I just got done reading Flashforward, the book upon which the TV show was based. And it was awesome, the first truly unputdownable book I’ve had my hands on in weeks. I swore I’d bug everyone I know to read it, but settled with putting that here on my blog so that I don’t make myself even MORE tiresome to others.
But I found myself laughing at several points in the book. I don’t want to spoil the read for anyone, but I think I can safely say without giving away plot details that much of the novel focuses on the various theories within Quantum Physics which deal with the science of time. There’s much talk of bosons and neutrinos and particles and thinking men with largely unpronouncable names. And of course there’s that most annoyingly overexposed pussy–Schroedinger’s Cat. Nearly every television show I watch has trotted out Puss In Box as a shorthand explanation for everything from quantum physics to romance. Maybe I watch nerdly shows, but I suspect someone somewhere brought it up at a Hollywood cocktail party.
And I know that it’s supposed to be nothing more than a handy analogy to neatly explain some theory of Quantum Mechanics, but I always find myself very irritated that anyone would propose to murder a cat even in theory. It’s grisly.

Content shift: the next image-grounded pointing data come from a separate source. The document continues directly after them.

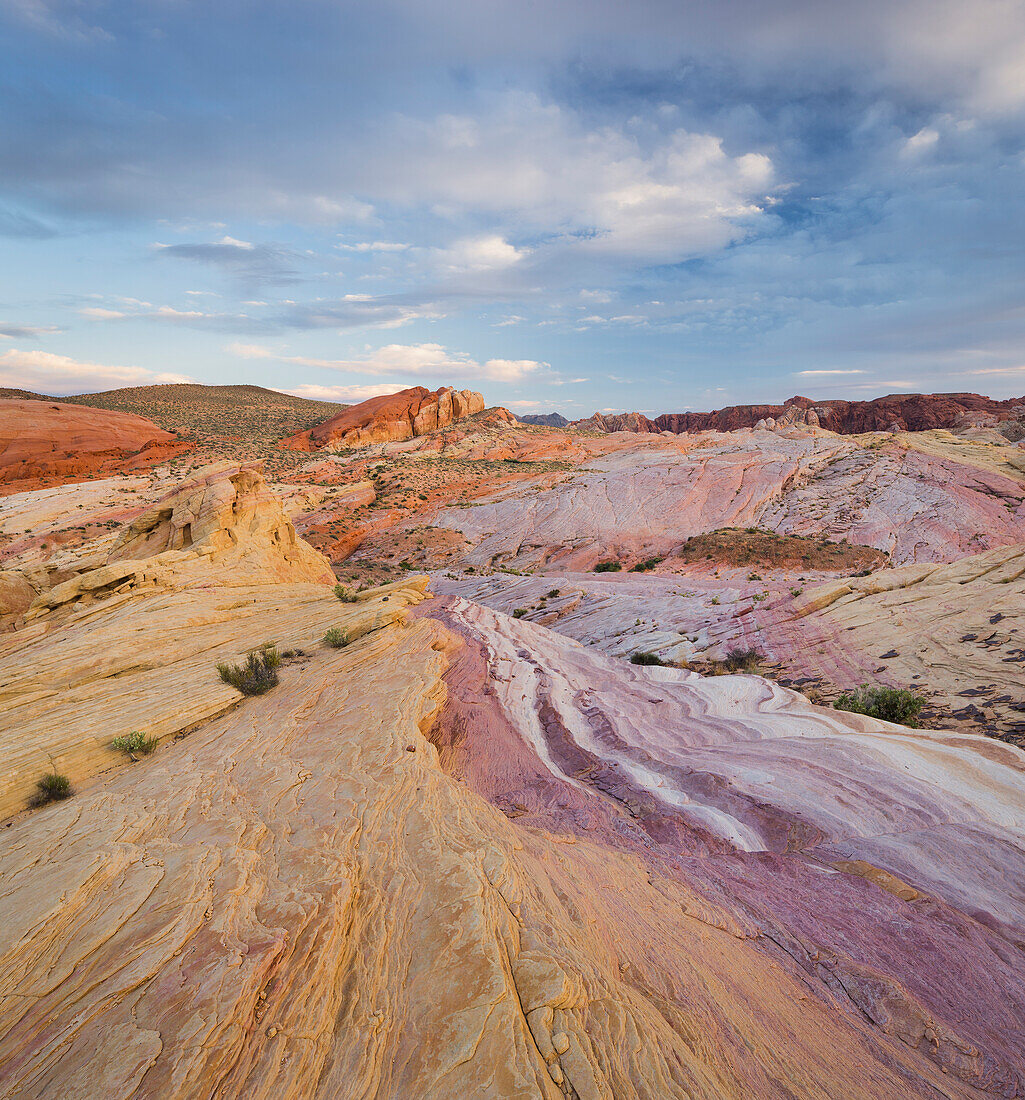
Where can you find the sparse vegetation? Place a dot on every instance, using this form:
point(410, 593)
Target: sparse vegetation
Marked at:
point(134, 743)
point(737, 659)
point(256, 674)
point(891, 704)
point(643, 567)
point(52, 787)
point(751, 547)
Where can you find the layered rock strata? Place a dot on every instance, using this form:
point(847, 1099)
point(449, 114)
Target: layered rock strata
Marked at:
point(392, 417)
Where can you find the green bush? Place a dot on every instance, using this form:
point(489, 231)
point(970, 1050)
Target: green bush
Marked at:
point(53, 787)
point(135, 741)
point(643, 567)
point(742, 660)
point(891, 704)
point(256, 674)
point(645, 658)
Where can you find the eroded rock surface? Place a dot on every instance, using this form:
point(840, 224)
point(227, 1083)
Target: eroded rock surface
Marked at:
point(405, 415)
point(42, 440)
point(467, 855)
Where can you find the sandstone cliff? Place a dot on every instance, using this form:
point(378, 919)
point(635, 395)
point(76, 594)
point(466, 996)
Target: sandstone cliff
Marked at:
point(463, 856)
point(893, 413)
point(40, 439)
point(392, 417)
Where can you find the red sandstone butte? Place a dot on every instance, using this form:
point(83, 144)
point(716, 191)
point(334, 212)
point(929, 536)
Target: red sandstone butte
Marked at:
point(47, 439)
point(388, 418)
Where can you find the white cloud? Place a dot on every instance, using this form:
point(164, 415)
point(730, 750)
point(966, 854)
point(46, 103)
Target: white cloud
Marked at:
point(605, 191)
point(427, 359)
point(348, 395)
point(486, 253)
point(25, 331)
point(47, 373)
point(250, 351)
point(921, 142)
point(374, 246)
point(814, 374)
point(97, 312)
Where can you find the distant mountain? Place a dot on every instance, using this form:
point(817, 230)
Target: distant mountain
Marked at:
point(210, 414)
point(895, 411)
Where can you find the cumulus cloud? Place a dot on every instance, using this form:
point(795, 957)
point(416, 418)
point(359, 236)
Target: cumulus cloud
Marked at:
point(410, 360)
point(47, 373)
point(608, 190)
point(480, 254)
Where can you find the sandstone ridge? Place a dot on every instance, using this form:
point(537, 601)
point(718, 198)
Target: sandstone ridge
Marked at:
point(893, 413)
point(389, 418)
point(42, 440)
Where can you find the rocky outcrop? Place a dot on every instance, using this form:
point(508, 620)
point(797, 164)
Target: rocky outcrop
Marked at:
point(649, 497)
point(223, 525)
point(133, 642)
point(894, 413)
point(392, 417)
point(52, 440)
point(463, 856)
point(544, 419)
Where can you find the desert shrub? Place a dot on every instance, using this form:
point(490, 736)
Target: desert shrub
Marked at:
point(891, 704)
point(135, 741)
point(52, 787)
point(643, 567)
point(736, 660)
point(645, 658)
point(256, 674)
point(742, 660)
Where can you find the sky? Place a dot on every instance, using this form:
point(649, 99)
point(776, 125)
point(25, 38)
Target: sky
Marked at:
point(570, 206)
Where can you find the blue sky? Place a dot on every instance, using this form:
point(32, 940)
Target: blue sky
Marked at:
point(571, 206)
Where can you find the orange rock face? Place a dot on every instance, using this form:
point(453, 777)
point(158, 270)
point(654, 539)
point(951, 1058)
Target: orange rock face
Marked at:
point(54, 441)
point(390, 417)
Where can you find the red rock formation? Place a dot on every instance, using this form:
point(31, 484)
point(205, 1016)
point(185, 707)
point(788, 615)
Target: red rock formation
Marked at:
point(48, 440)
point(893, 413)
point(388, 418)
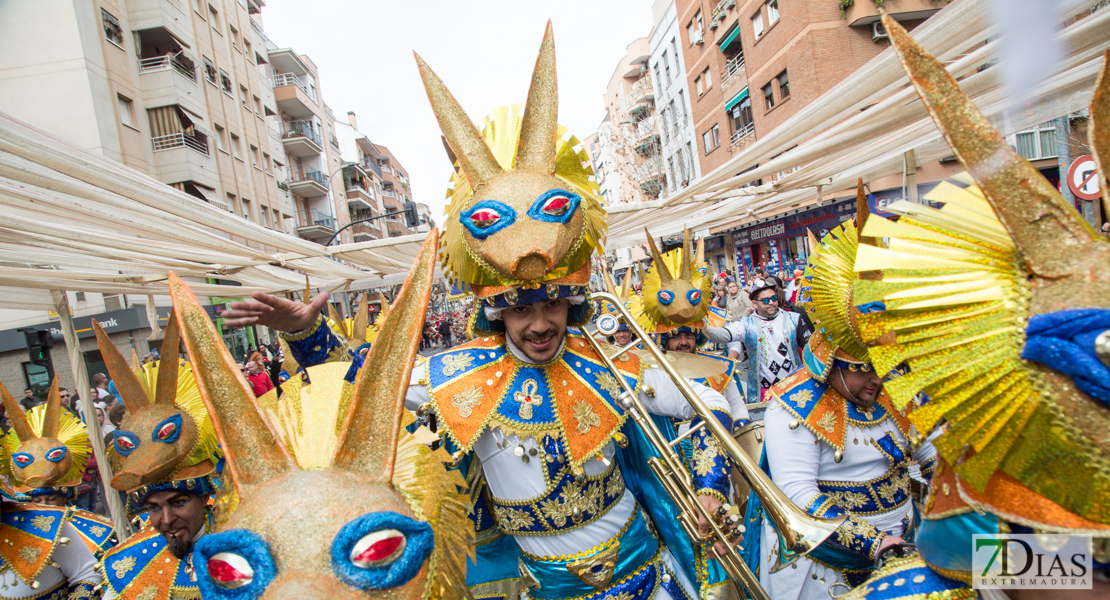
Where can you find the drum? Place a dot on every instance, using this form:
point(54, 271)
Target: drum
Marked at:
point(750, 438)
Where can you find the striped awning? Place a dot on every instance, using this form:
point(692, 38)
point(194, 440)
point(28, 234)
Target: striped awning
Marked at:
point(736, 99)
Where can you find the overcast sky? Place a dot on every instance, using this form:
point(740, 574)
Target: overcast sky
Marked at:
point(483, 50)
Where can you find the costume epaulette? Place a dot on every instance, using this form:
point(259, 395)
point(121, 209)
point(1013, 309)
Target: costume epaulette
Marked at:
point(827, 414)
point(96, 531)
point(143, 567)
point(30, 536)
point(482, 383)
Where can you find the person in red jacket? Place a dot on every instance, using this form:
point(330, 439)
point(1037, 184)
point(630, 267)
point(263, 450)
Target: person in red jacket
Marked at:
point(260, 382)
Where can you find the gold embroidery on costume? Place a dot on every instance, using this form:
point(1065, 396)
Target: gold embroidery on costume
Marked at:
point(455, 363)
point(30, 555)
point(466, 400)
point(528, 398)
point(607, 383)
point(587, 419)
point(801, 397)
point(123, 566)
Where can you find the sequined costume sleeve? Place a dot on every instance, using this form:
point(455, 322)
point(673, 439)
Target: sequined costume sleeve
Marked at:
point(710, 463)
point(77, 563)
point(795, 459)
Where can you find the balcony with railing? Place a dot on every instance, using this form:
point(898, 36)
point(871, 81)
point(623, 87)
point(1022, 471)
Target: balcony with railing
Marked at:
point(315, 224)
point(308, 182)
point(639, 97)
point(302, 139)
point(179, 62)
point(180, 140)
point(294, 95)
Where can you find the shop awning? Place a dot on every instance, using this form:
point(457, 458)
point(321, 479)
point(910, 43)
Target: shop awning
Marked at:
point(736, 99)
point(734, 33)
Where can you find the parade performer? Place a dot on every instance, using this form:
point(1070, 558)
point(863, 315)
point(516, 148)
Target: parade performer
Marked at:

Sorry…back to my main thesis. Which is that as I read more of Flashforward and more of the Great Scientific Minds debating the nature of time with absolute certainty about their scientific principles it occured to me yet again that Quantum Physics differs very little from modern Christianity. I know there are science people who would just vomit to hear that, and I’m sorry. But I can’t tell you how many debates I’ve been in about Calvinism, predestination, the Rapture, Ezekiel’s valley of dry bones–pretty much anything in the Christian Bible, really–that hasn’t sounded exactly like Quantum Physics without the mess of advanced mathematics.
The book mocks philosophers in a couple of places, which gripes me. Because Quantum Physics is a child of philosophy, perhaps more like its parent than any other branch of the hard sciences. As a religious person I get kind of peeved at physics for refusing to acknowledge the basic intelligence of faith. Because it seems that we have the same discussions, merely altering the foundational assumptions to suit the particular gathering.
Is the cat alive or dead inside that box? Until you open the box it’s supposed to be both. I think that God may sit outside the box with us cats in it, alongside the poison of our own mortality and know for certain–without opening the box–that we are both right and both wrong in our way. I can’t help but think God is amused.